Among all infants, 1,187 received all three infant series doses and the toddler dose. Per-protocol analysis indicated that immune responses to investigational vaccine antigens 1 month following the third dose and toddler dose met the response rate criteria and were not inferior to DTPa3-HBV-IPV-Hib.
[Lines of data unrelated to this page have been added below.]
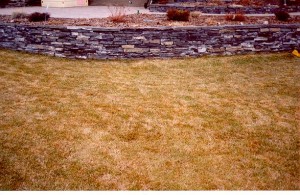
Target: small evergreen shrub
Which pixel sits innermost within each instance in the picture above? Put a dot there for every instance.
(235, 17)
(282, 15)
(178, 15)
(38, 17)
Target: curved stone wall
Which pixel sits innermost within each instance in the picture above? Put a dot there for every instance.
(159, 42)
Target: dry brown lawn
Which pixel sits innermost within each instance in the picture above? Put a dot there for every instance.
(182, 124)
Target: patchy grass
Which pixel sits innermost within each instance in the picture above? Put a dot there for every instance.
(206, 123)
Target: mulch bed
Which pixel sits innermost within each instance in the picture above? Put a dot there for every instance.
(150, 20)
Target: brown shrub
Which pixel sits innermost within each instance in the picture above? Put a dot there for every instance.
(117, 14)
(235, 17)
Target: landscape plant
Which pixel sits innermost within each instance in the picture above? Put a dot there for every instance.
(38, 17)
(118, 14)
(235, 17)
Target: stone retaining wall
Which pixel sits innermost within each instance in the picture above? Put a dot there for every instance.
(160, 42)
(222, 9)
(16, 3)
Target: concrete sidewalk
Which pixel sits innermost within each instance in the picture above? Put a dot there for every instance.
(74, 12)
(93, 11)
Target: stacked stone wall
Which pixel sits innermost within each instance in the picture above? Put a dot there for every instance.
(158, 42)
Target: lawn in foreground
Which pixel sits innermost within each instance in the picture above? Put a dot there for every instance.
(205, 123)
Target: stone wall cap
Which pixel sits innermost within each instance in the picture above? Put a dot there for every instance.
(162, 28)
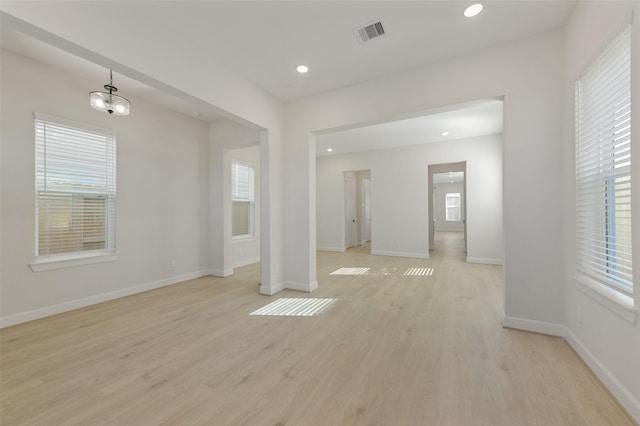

Both were associated with a low risk for adverse events; researchers determined that 0 participants in the DTaP5-HB-IPV-Hib group and only 4 participants in the DTPa3-HBV-IPV-Hib group discontinued use due to vaccine-related adverse events.

“In this study, all primary acceptability and non-inferiority immunogenicity comparisons to control [DTPa3-HBV-IPV-Hib] were met, providing evidence to support the use of DTaP5-HB-IPV-Hib at 2, 3, 4 and 12 months of age,” the researchers wrote. “The postdose 3 anti-PRP responses at the threshold of 0.15 µg/mL or greater were numerically higher than control with an estimated difference that excluded 0, suggesting a statistically significant difference.

“Additionally, the pre-booster difference might be of clinical significance for protection against Hib diseases between ages 4 and 12 months, a time of peak incidence and highest burden of Hib, when DTaP5-HB-IPV-Hib results in more rapid development of protective levels of anti-PRP antibody.” – by Kate Sherrer

Disclosure: Vesikari reports receiving research grants from Merck. Please see the full study for a list of all other researchers’ relevant financial disclosures.